Urinary Post-Translationally Modified Fetuin-A (uPTM-FetA) in Chronic Kidney Disease Patients with and without Diabetic Kidney Disease
by
, , , and
Michela Musolino
1,2, 
Marta Greco
2,3,
Mario D’Agostino
1,
Loredana Tripodi
1,
Roberta Misiti
2,3,
Francesco Dragone
3,
Paola Cianfrone
1,
Mariateresa Zicarelli
2,
Daniela Patrizia Foti
2,3,
Michele Andreucci
1,2,
Davide Bolignano
1,4,* and
Giuseppe Coppolino
1,2 1
Nephrology and Dialysis Unit, Magna Graecia University Hospital, 88100 Catanzaro, Italy
2
Department of Health Sciences, Magna Graecia University, 88100 Catanzaro, Italy
3
Clinical Pathology Lab., Magna Graecia University Hospital, 88100 Catanzaro, Italy
4
Department of Medical and Surgical Sciences, Magna Graecia University, 88100 Catanzaro, Italy
*
Author to whom correspondence should be addressed.

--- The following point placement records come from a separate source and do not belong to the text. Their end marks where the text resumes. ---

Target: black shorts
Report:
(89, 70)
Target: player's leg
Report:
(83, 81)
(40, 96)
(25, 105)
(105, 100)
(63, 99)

Medicina 2024, 60(3), 363; https://doi.org/10.3390/medicina60030363
Submission received: 20 January 2024
/
Revised: 16 February 2024
/
Accepted: 19 February 2024
/
Published: 21 February 2024
(This article belongs to the Section Urology & Nephrology)
Abstract
:Background and Objectives: A novel post-translational modification (PTM) fragment derived from the cleavage of Fetuin-A (PTM-FetA) has recently emerged as a sensitive biomarker for kidney damage in diabetic patients, but evidence in other chronic renal diseases is lacking. In this pilot study, we aimed at evaluating the clinical significance of urinary PTM-FetA (uPTM-FetA) in a mixed cohort of patients with non-advanced chronic kidney disease (CKD) secondary to diabetic kidney disease (DKD) or other causes. Materials and Methods: We enrolled 47 adult patients with CKD (mean CKD-Epi 40.10 ± 16.5 mL/min/1.73 m2) due to DKD (n = 34) or other etiology (n = 13). uPTM-FetA was measured in the urine using a commercially available ELISA kit. Fifteen healthy individuals served as controls. Results: Collectively, all CKD patients displayed remarkably higher levels of uPTM-FetA than controls (0.84 [0.10–1.15] vs. 29.68 [2.50–55.16] ng/mL p = 0.0005), but values were lower in non-DKD than in DKD patients (1.66 [0.09–4.19] vs. 13.9 [0.01–45.02] ng/mL; p = 0.01). uPTM-FetA showed a great diagnostic capacity at ROC analyses to identify the presence of CKD (AUC 0.776; p < 0.001) and, within CKD patients, to discriminate the diabetic and non-diabetic etiology (AUC 0.673; p = 0.02). At multivariate correlation analyses, proteinuria (β = 0.442; p = 0.02) and BMI (β = −0.334; p = 0.04) were the sole independent predictors of uPTM-FetA in this study population. Conclusions: uPTM-FetA could be a novel sensitive biomarker at the crossroad of chronic renal damage and metabolic dysfunction. Additionally, this biomarker could also represent a non-invasive, complementary tool for discriminating among different CKD etiologies (DKD vs. non-DKD) in difficult cases or when renal biopsy is not available.
1. Introduction
Chronic kidney disease (CKD) is nowadays considered a true health priority, given the impressive rise in its incidence over recent decades and the consequent heavy impact on healthcare costs worldwide [1,2,3]. Given the paucity of clinical manifestations in early stages, a late identification of this condition is not infrequent, and may delay the timely establishment of therapeutic measures. On the other hand, misdiagnosis regarding the true CKD etiology may lead to inappropriate interventions [4,5]. As an example, despite diabetic kidney disease (DKD) representing the leading cause of CKD worldwide [6], diabetic patients with other concomitant renal disorders, such as glomerulonephritis, are often erroneously labeled as suffering DKD [7].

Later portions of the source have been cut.